Line 2 says to deny all clients access to the website that contains anything from
the ACL "naughty_sites"
Line 3 says to allow access from "valid_clients".
Line 4 says to deny any other requests.
So,I suppose you are now wondering...."how do I specify more than one regex?". Well, the answer is simple....you can put them in a separate file. For example, suppose you wanted to filter the following words, and dis-allow access to them, if they appeared in the URL:
sex porn teen
You can add them to a file (one word at a time), say in:
/etc/squid/bad_words.regex
Then, in "/etc/squid.conf" you can specify:
acl bad-sites url_regex -i "/etc/squid/bad_words.regex" http_access deny bad_sites http_access allow valid_clients http-access deny all
Which probably makes life easier!! :-). That means that you can add words to the list whenever you need to.
There is also a much more easier way of filtering both regexes and domain names, by using a program called SquidGuard. More about that later.....
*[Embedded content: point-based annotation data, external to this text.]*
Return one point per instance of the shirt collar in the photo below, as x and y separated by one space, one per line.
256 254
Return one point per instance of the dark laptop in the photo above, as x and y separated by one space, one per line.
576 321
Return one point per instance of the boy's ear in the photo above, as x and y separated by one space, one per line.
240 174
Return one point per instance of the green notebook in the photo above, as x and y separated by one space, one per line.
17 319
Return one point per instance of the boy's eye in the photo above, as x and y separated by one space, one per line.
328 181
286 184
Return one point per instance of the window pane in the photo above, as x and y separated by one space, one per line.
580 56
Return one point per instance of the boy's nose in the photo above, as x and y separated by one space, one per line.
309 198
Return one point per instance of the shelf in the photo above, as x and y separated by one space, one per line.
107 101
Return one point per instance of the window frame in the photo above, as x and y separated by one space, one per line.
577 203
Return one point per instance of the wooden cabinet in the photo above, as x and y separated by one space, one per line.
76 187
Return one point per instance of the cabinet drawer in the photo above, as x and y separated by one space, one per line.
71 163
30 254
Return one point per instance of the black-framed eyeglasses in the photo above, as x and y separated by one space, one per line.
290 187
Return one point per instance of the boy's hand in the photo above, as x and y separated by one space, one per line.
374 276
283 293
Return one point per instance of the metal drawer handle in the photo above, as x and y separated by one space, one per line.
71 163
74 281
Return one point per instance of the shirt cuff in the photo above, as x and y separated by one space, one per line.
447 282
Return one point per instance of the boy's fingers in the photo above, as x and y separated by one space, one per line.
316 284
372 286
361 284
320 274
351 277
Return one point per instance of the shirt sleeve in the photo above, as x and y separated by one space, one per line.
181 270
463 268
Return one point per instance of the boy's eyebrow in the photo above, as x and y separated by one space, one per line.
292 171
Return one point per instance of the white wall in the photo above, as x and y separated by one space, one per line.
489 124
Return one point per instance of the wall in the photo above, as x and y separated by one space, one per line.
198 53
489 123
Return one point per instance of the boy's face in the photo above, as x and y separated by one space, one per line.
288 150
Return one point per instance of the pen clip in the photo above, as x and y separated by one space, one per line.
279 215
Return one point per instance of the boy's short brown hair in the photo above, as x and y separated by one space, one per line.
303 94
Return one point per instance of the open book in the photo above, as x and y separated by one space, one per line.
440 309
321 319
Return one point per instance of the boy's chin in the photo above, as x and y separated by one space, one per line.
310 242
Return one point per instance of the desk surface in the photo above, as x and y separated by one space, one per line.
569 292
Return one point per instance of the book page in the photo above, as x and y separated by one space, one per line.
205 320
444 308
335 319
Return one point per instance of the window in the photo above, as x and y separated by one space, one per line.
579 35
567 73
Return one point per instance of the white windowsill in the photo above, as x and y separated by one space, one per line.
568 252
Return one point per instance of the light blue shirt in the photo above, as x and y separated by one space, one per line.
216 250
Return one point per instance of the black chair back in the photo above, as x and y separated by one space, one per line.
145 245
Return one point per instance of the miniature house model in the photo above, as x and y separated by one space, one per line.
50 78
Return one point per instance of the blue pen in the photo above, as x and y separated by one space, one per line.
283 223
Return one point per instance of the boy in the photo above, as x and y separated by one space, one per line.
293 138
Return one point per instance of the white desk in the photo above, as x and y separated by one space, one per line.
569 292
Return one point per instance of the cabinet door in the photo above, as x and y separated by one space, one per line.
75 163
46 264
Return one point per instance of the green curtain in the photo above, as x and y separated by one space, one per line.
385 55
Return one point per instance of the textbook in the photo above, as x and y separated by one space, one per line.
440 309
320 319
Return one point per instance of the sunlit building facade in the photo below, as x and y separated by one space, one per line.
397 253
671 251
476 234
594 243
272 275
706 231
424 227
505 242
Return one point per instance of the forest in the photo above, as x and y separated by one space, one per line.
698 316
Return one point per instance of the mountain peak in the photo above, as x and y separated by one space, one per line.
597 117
Now we come to the most important part -- actully running squid. Unfortunately, if this is the first ever time that you'll be initialising squid, then there are a few options that you must pass to it.
Typically, the most common options that can be passed to squid, can be summed up in the following table.
Flag | Explanation |
---|---|
-z | This creates the swap directories that squid needs. This should only ever be used when running squid for the first time, or if your cache directories get deleted. |
-f | This options allows you to specify an alternative file to use, rather than the default "/etc/squid/conf". However, this option should be rarily used. |
-k reconfigure | This option tells squid to re-load its configuration file, without stopping the squid daemon itself. |
-k rotate | This option tells squid to rotate its logs, and start new ones. This option is useful in a cron job. |
-k shutdown | Stops the execution of Squid. |
-k check | Checks to ensure that the squid deamon is up and running. |
-k parse | Same as "-k reconfigure". |
The full listing however for the available options are as follows:
Usage: squid [-dhsvzCDFNRVYX] [-f config-file] [-[au] port] [-k signal] -a port Specify HTTP port number (default: 3128). -d level Write debugging to stderr also. -f file Use given config-file instead of /etc/squid/squid.conf -h Print help message. -k reconfigure|rotate|shutdown|interrupt|kill|debug|check|parse Parse configuration file, then send signal to running copy (except -k parse) and exit. -s Enable logging to syslog. -u port Specify ICP port number (default: 3130), disable with 0. -v Print version. -z Create swap directories -C Do not catch fatal signals. -D Disable initial DNS tests. -F Foreground fast store rebuild. -N No daemon mode. -R Do not set REUSEADDR on port. -V Virtual host httpd-accelerator. -X Force full debugging. -Y Only return UDP_HIT or UDP_MISS_NOFETCH during fast reload.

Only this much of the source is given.